Of course, in some ways the suburbs don't have to try too hard. What the 'burbs may lack in hip, walkable lunchtime and afterwork restaurant and bar options, they make up for with ample parking, lower taxes, and cheaper rents.



Steve Morris, managing partner of the Axis Advisors, tells the paper, "The transformation is wonderful, but (Detroit) has gotten more expensive."

"What we’re starting to see is a small exodus of companies starting to leave," Morris said. "As leases come up, they are looking at the suburbs and they’re saying 'I can be in Southfield where there are a good handful of buildings in good shape, where one can lease space at about $18 a foot — and the parking is free."

Health care firm ConcertoHealth moved its regional office from Detroit to Southfield, and Blue Cross Blue Shield moved some 400 workers from Detroit to Southfield as well. Meanwhile, nonprofit Local Initiatives Support Corp. left downtown for New Center in search of cheaper rent.



That said, there are a number of major businesses still set to relocate to Detroit: Google and LinkedIn are opening downtown offices, Tata Technologies is moving its North American headquarters from Novi to Midtown, and Ford Motor Co. is set to rehab Corktown's long-decrepit Michigan Central Station.

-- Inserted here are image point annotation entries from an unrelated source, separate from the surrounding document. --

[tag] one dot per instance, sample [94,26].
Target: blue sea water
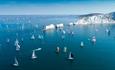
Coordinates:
[100,56]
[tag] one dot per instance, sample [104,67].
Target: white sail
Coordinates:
[65,49]
[16,62]
[38,49]
[17,47]
[8,40]
[57,49]
[16,42]
[70,56]
[82,44]
[34,55]
[32,37]
[93,39]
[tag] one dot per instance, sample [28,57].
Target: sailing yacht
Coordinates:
[40,37]
[15,62]
[16,42]
[38,49]
[65,49]
[82,44]
[57,49]
[34,55]
[33,37]
[8,40]
[71,57]
[93,39]
[17,47]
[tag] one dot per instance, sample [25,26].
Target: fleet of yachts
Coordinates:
[46,28]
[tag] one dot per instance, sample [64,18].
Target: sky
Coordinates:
[55,7]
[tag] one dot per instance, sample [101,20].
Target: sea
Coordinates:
[98,56]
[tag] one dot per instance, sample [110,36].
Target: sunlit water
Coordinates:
[98,56]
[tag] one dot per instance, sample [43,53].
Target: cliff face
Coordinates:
[96,18]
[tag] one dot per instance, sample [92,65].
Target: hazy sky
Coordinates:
[54,7]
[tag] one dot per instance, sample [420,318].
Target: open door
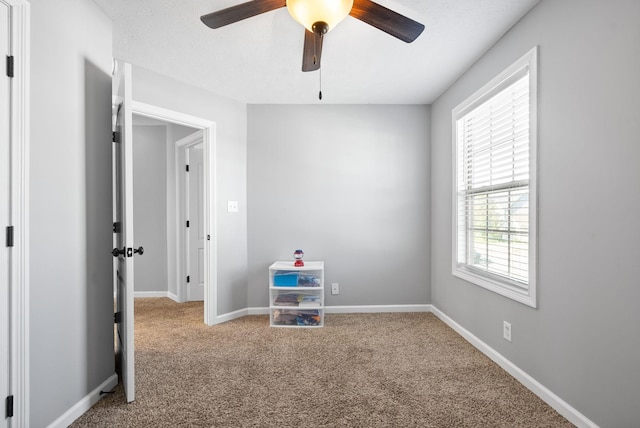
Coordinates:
[123,228]
[195,210]
[5,219]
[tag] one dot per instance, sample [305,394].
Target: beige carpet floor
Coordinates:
[360,370]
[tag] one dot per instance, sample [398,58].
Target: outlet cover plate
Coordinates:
[506,331]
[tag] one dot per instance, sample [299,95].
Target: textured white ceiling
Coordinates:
[258,60]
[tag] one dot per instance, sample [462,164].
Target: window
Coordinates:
[495,184]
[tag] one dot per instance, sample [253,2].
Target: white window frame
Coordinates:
[523,293]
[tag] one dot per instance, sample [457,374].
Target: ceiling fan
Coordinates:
[318,17]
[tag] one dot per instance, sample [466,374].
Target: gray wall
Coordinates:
[70,294]
[150,206]
[231,172]
[582,342]
[349,185]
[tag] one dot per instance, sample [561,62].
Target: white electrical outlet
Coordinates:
[506,331]
[335,288]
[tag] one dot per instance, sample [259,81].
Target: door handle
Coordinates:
[116,252]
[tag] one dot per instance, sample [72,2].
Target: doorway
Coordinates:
[156,204]
[190,228]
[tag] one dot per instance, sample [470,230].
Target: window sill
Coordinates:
[503,288]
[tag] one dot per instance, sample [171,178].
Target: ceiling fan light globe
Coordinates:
[308,12]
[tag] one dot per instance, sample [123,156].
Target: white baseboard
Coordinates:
[368,309]
[561,406]
[330,310]
[84,404]
[232,315]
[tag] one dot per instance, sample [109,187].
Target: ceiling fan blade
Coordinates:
[312,51]
[239,12]
[386,20]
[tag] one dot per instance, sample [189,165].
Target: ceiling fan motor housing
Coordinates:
[320,27]
[325,14]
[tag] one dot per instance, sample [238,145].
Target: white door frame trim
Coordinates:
[182,257]
[209,140]
[20,143]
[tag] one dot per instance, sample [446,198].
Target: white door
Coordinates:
[195,209]
[5,220]
[124,251]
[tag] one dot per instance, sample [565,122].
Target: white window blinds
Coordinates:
[492,186]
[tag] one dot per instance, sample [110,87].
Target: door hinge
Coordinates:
[9,236]
[9,407]
[10,65]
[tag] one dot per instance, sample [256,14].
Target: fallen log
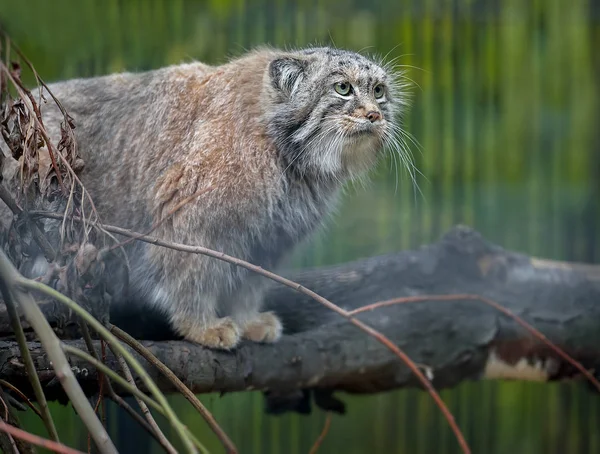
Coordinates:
[453,341]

The story follows a Bridge Magazine report released earlier this week, which suggested that downtown Detroit's gains could spell job losses for Oakland County. (It also quoted Oakland County spokesman Bill Mullan, who called referred to downtown's businesses as "the Gilbert cartel.")

"While the suburbs have benefited from both federal policies and Detroit’s downward spiral, their 'strength' is illusory," Pleasant Ridge Mayor Kurt Metzger told Bridge. "We must be able to attract a young, educated workforce and our far-flung suburban job centers are not the answer."